Georgia Conservation Rangers: What You Need to Know

Matt Kilgo, Independent Program Attorney for U.S. LawShield in Georgia, tells you why conservation rangers are police, just with more power. [Full Transcript Below Video]


Game wardens are the police, also known in state law as Conservation Rangers, and have the full power of law enforcement officers, and they have some of the most wide-ranging jurisdiction of any law-enforcement officers in the state.

What Conservation Rangers Can Do

To begin with, game wardens enforce all violations of state law committed on property owned or controlled by the Department of Natural Resources. They protect all life and property when the circumstances demand action. Now, what does that mean, “circumstances demand action?”

It just depends on the situation, but that gives them a lot of ability to read into what they can do and when they can’t do.

Game wardens assist the Georgia Bureau of Investigation and the Georgia State Patrol in their investigations.
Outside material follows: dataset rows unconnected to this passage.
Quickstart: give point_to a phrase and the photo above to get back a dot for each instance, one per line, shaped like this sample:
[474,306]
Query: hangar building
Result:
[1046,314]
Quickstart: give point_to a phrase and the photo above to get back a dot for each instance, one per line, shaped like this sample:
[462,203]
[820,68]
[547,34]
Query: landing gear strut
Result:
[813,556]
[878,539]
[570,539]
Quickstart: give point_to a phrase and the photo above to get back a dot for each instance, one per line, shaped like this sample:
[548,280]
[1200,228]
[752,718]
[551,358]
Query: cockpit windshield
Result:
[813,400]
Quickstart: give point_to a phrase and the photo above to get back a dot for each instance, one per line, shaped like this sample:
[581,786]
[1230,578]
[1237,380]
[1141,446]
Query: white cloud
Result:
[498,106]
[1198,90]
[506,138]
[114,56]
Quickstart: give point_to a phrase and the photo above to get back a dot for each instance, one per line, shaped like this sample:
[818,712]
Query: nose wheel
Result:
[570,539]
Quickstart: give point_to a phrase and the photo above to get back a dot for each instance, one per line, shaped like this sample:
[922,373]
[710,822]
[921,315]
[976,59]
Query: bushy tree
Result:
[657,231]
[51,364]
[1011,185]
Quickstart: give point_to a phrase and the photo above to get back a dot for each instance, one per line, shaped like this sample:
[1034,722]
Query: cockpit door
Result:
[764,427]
In fact, game wardens are responsible for investigating all hunting and boating accidents all over the state of Georgia.

The governor can call in conservation rangers, or game wardens, to assist any law enforcement agency in their investigations.

Game wardens can seize, as evidence, without a warrant or anything other than, an airplane, a boat, or car when they consider it to have been a device used in furtherance of a violation of state wildlife law.
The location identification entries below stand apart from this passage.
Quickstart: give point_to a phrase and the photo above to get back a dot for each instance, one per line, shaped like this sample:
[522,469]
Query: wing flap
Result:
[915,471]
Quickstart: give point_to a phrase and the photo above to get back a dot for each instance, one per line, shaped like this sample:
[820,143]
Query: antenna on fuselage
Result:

In other words, hunters, if you are stopped and the game warden believes that you may have violated state law, and used a firearm to do it, that game warden can seize your firearm without a warrant.

They can go upon [private] property and look outside buildings in the performance of their duties, so they can just walk up onto your property, look around your building, and see if they find anything illegal.
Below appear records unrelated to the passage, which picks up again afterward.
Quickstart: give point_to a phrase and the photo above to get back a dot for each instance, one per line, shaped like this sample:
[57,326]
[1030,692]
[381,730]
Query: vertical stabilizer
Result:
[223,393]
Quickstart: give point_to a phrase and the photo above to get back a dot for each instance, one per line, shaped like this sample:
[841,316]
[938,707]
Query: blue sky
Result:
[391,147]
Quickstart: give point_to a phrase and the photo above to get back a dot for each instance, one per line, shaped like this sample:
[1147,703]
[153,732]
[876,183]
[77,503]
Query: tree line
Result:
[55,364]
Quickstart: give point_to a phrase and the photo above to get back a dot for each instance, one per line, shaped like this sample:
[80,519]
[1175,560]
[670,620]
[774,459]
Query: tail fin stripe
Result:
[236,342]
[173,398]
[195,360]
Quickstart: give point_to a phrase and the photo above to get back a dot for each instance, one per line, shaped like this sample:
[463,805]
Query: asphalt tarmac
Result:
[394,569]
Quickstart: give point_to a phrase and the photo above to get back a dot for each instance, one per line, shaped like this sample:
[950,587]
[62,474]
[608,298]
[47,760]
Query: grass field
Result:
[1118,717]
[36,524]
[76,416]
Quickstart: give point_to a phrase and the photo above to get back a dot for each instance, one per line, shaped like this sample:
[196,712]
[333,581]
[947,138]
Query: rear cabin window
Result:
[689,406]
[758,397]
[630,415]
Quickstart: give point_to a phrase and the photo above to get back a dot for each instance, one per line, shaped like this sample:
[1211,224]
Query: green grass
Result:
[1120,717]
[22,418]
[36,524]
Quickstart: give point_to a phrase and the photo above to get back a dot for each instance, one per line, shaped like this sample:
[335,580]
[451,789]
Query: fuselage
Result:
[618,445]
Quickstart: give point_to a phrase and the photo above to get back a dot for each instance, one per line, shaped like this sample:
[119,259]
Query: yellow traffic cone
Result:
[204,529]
They can also enter any plant or building to determine whether any violations of wildlife laws have occurred therein, and all the time they exercise the full authority of certified peace officers when they’re doing this, which means they can arrest for any [violation of] state law that’s committed within their presence.

In other words game wardens have quite a bit of authority. They are police officers, so you should treat them as you would treat any other police officer. Be polite, but insist on your rights. Let them know you have a right against unreasonable searches and seizures, let them know you have a right to remain silent, and let them know that you know you have the right to seek the assistance of an attorney.

Be polite but stand on your rights, because conservation rangers, game wardens, are police officers.